A semana se iniciou cinzenta em Canelinha, no Vale do Rio Tijucas, a 67 quilômetros da capital Florianópolis. Nas praças, calçadas e lojas um assunto triste domina as conversas, o crime que tirou a vida da professora Flávia Godinho Mafra, 24 anos. Na segunda-feira, primeiro dia útil após a confissão do assassinato por outra mulher da cidade, uma jovem de 26 anos, o Diário Catarinense esteve lá e ouviu relatos de uma população angustiada.
— Ela morreu viva.
Com estas palavras, a monitora de uma das creches do município, Rosimeri Vicente, fala da causa da morte de Flávia, grávida de 36 semanas, e que teve a barriga cortada por um estilete e o filho arrancado do ventre. A criança sobreviveu.

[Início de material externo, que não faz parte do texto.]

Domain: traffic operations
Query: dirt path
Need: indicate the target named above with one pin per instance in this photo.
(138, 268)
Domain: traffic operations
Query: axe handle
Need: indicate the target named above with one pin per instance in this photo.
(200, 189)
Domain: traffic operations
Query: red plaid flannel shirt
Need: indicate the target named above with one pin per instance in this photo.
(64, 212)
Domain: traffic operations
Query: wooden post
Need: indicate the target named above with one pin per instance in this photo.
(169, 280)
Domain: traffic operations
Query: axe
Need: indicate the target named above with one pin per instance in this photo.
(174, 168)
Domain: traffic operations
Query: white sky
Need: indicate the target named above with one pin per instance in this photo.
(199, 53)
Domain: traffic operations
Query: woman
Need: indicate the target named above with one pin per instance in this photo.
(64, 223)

— Eu tenho três filhos e fui avó na sexta-feira, no mesmo dia que o crime foi descoberto. Por um lado, fiquei contente em ver minha filha sendo mãe; por outro, muito triste em saber que Flávia, única filha de uma mãe, não teve a oportunidade de realizar este sonho. É muito revoltante – diz.
“São duas famílias destruídas”
Parentes da mulher que confessou o assassinato falaram à nossa reportagem. Por questões de segurança, o DC decidiu manter os nomes deles no anonimato. Um deles diz que perdeu o apetite, o sono, e está com medo desde a descoberta do crime. Não teve coragem de ir ao velório e ao enterro, na manhã de sábado, no Cemitério Municipal:
— Eu queria ter ido, mas veio o medo de alguém apontar o dedo e dizer: aí está um parente da assassina. Eu tenho que trabalhar nesta quarta-feira, mas me pergunto como vai ser, como as pessoas vão olhar, o que vão pensar?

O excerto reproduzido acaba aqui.